MEXICO CITY (Reuters) - Mexico's elite Tecnologico de Monterrey university said on Friday that structural shortcomings contributed to the collapse of walkways on its Mexico City campus in an earthquake last month, killing five college students.

Rashid Abella Yunes, the school's vice-president for the Mexico City region, told Reuters that examinations showed two sets of pedestrian bridges stretching between three buildings were too weak to withstand the Sept. 19 quake that toppled dozens of buildings and killed nearly 230 people in the capital.

"The supports that were supporting the bridges were just 15 centimetres, which to the judgement of experts could have been larger," he said. "The buildings made the bridges lose support, and they fell."

Abella added that the university was leaving to Mexico City prosecutors the task of determining if any of the architects, contractors or inspectors that it hired between 1991 and 1998 to build the bridges could be held responsible.

None of the professionals that Abella said worked on the bridges were immediately reachable for comment.
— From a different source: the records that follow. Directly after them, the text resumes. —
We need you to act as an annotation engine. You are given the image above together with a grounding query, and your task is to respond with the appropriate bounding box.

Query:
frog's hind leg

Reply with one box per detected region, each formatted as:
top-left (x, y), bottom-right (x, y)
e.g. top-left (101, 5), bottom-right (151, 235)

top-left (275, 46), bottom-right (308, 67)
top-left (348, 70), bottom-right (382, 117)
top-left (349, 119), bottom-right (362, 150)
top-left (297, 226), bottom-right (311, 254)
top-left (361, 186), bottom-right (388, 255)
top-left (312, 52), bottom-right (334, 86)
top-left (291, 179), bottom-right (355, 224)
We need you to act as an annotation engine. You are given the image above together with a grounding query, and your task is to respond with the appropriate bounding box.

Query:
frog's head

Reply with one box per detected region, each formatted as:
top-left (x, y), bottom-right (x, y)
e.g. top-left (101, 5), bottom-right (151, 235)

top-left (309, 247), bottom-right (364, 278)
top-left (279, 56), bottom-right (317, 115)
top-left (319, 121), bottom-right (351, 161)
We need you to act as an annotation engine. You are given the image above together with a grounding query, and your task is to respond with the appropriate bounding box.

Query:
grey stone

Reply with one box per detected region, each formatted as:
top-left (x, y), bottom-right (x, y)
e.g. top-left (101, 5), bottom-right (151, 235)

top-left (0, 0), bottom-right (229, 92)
Construction and safety documents published last month by the Tlalpan district, where the campus is located, included an August 2017 structural safety certificate.

Abella also said that Mexico City's construction regulations do not specify the size that bridge supports need to be in order be structurally sound. 

The university, renowned for its engineering programme, attributed its findings to Mexico City-based engineering firm Garcia Jarque Ingenieros, which it hired to investigate the collapse.   

A group of nearly 100 alumni have been pressing the school to explain how the bridges were constructed.

"Of all of the doubts that we've had, none are resolved," said Carlos Brito, a 2010 graduate.

Family members of two students who died at the site said their children were crushed by falling bridges as they raced out of the ground-floor cafeteria beneath.

Juan Carlos Alvarez Blanco said his son, 19-year-old engineering student Juan Carlos, decided to stay on campus for lunch and died attempting to exit the cafeteria.

"We want facts," he said last week. "Along with the other four families, we are very, very devastated."

A relative of another student who died, who asked to not be named, said the young man, who studied engineering, had also been in the cafeteria.   

Both family members declined to provide further comment on Friday.